In response, all his adversaries were put to shame, but all the people rejoiced at all the glorious things done by Jesus (17). Then he goes on to give two parables. Read verses 18–19. “He said therefore, ‘What is the kingdom of God like? And to what shall I compare it? It is like a grain of mustard seed that a man took and sowed in his garden, and it grew and became a tree, and the birds of the air made nests in its branches.’” How is this parable connected with this woman’s healing? Jesus is saying her healing is as small as a grain of mustard seed. But it’s how the kingdom of God grows. God’s heavenly kingdom comes not with big events, loud, crashing noises and yelling, or epic programs, but with small interactions, personal compassion for a suffering person, deep inner healing and being loosed from Satan’s bonds. Such things grow into a big tree where many other sick and suffering people can find the shade and shelter of God’s healing grace. Read verses 20–21. “And again he said, ‘To what shall I compare the kingdom of God? It is like leaven that a woman took and hid in three measures of flour, until it was all leavened.’” Here, “three measures of flour” is basically a 50 pound bag. In contrast, the “leaven” is just a tiny little bit of yeast. Earlier Jesus used this image of leaven to refer to hypocrisy (12:1b); even a slight amount of it is a pernicious influence. Here, Jesus is using leaven to describe a really good influence, how the kingdom of God grows in our fallen world, heavy with sin and death and curse. Even the seemingly most insignificant things done in love and mercy, for Jesus’ sake, are what kingdom work is all about.
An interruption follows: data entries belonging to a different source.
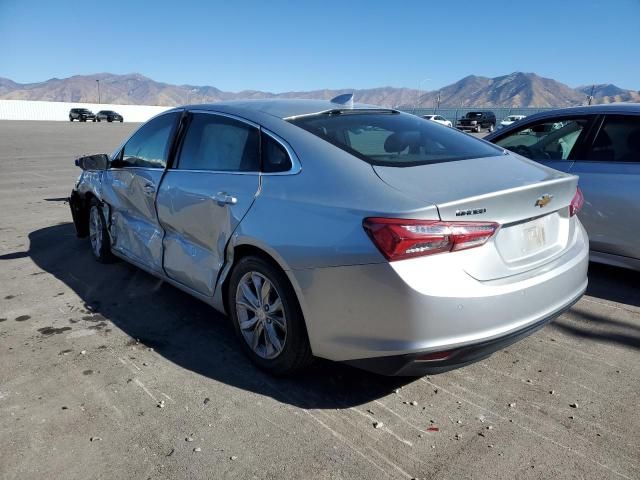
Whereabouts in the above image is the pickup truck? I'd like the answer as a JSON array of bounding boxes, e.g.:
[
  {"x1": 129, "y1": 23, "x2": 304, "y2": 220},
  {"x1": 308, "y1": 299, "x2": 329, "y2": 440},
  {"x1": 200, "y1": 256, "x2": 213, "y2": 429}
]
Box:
[{"x1": 456, "y1": 112, "x2": 496, "y2": 132}]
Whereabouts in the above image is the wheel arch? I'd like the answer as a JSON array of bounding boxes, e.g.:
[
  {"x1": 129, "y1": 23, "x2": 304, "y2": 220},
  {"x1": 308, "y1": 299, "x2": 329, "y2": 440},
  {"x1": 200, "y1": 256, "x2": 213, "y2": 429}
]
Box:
[{"x1": 214, "y1": 238, "x2": 312, "y2": 348}]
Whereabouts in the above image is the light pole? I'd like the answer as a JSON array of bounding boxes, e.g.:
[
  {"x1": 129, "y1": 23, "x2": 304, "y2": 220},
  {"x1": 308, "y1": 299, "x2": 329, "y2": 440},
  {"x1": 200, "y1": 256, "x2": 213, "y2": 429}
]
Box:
[{"x1": 413, "y1": 78, "x2": 431, "y2": 113}]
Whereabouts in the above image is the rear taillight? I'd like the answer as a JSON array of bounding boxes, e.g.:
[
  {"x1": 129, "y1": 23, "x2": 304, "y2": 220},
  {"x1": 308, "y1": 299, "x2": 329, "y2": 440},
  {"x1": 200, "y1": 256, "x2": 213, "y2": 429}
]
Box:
[
  {"x1": 569, "y1": 187, "x2": 584, "y2": 217},
  {"x1": 363, "y1": 217, "x2": 499, "y2": 261}
]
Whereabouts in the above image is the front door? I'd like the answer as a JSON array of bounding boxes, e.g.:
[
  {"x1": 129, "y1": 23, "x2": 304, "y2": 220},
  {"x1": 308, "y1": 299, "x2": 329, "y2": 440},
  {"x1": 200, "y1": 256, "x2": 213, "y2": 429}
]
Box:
[
  {"x1": 102, "y1": 112, "x2": 182, "y2": 272},
  {"x1": 157, "y1": 112, "x2": 260, "y2": 296}
]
So in light of today’s passage, what should we do? We should see the real people around us. We should learn to see their value before God, each and every one. We should learn to see especially suffering people with Jesus’ heart of compassion. We should care enough to stop for them. We should give them the good news that Jesus can set them free! Any kind of bondage, any oppression. Satan is always working to oppress us, cripple us, make us bitter and crooked. But Jesus, the stronger man (11:22), sets us free from all his bonds, of our sin and all its debilitating effects. Jesus sets us free from all our crooked ways of thinking. Jesus can set us free from even our most chronic problems. Jesus cares. It’s not just about us, but about others. Disciples of Jesus all need to be like Jesus for others. What can we do for someone who’s suffering? We shouldn’t be cold and indifferent, just pressing on with our busy religious activities. We need to stop and see them, and in their pain we need to lay our hands on them to help them know his compassion. It may seem like nothing, but it has kingdom power in it.
Praise God for our compassionate King Jesus and the good news of his kingdom! May God help us experience that Jesus sets us free. May God help us be like Jesus, to stop and notice, and show his compassion for even one suffering person, as the best way to advance his kingdom.